The organisation must also deal with an increasing volume of attacks on its core systems. “We are now defending 60 high-severity penetration attempts on our corporate infrastructure every day,” said Hambling.
“On average, something happens every six minutes that requires manual or automatic intervention to defend against. We are seeing a real escalation in the threat at the door.”
These activities tend to fall into two camps, said Hambling: cyber crime attacks, which are subtle in nature and seek financial gain through the surreptitious extraction of funds or data; or cyber terrorist attacks, which are high-profile and attention-seeking efforts to damage or deny access to systems.
Raising awareness of the risks and threats is a large part of the battle, said Hambling. Terrorist attacks present a particular challenge, as incidents tend to be kept quiet to deny perpetrators the oxygen of publicity.
“It’s the expanding role of the CIO. Ten years ago I wouldn’t be having conversations about terrorism or cyber crime – I’d check for viruses, put up a firewall, and that would be it, job done,” he said.
“Now I have to understand cyber threats and what they mean in business and practical terms so I can counsel my board members to mitigate those risks, while recognising that you cannot do so completely.”
Lloyd’s has recently embarked upon an education programme to help spread best practice processes which help to reduce the threat of electronic crime.
The encryption of laptops and PDAs has been a key area of concern, because of the large damages that can result from the simple act of losing an unprotected device.
Meanwhile, Hambling has been working to boost the security of the internal boundaries at Lloyd’s. Over the past 12 months the CIO has implemented a number of new defence layers built around the organisation’s corporate perimeter, server and desktop boundaries.
An additional focus on automated services has helped Hambling to deal with the growing number of threats.
“We have put a security infrastructure in place to ensure I’m not disturbed every six minutes throughout the night, so I’ll be notified once or twice a day about an event that required extra-unusual intervention, or something that was unexpected,” he said.
“If we see things happening repeatedly we know what they are and we can configure the ecosystem to defend against them. When you see something new and different, that’s what we’re tracking for now.”

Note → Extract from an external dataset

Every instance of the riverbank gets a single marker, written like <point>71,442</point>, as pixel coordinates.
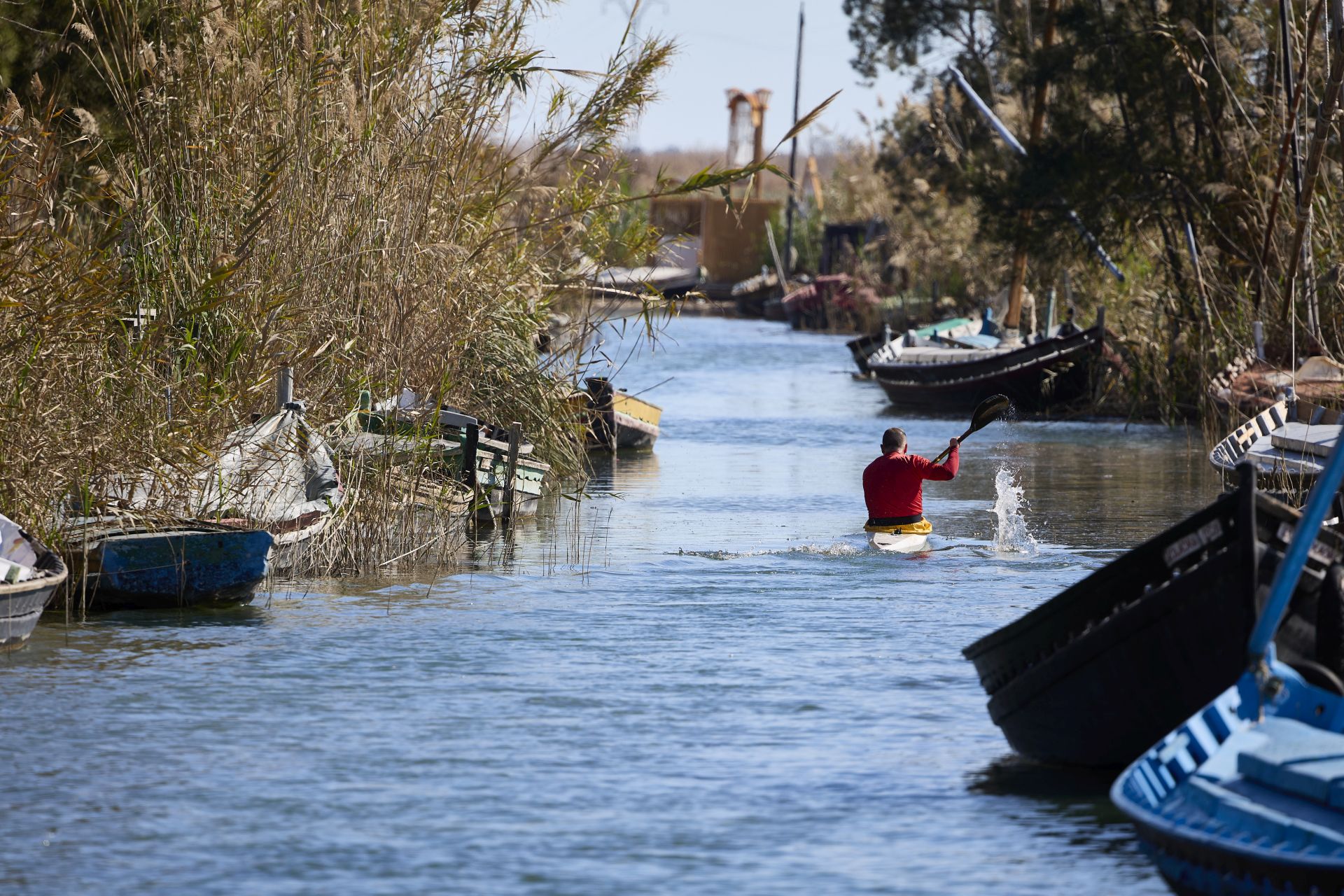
<point>699,675</point>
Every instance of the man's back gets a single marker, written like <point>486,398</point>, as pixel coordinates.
<point>892,485</point>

Although every business must protect itself against incoming threats from the outside world, applications used voluntarily by in-house staff can also cause problems.
While Lloyd’s has recently used tools such as Google Earth as part of i ts visualisation projects, great care must be taken while using such applications, said Hambling.
“What you may not realise is that behind the scenes, if you do not have sufficient security awareness, you may be putting large reams of data into the public domain,” he said.
“You could also be compromising the security perimeter of your business, or breaching disclosure regulations though what you are or are not reporting. All the safety nets that normally apply can be breached through some of these tools.”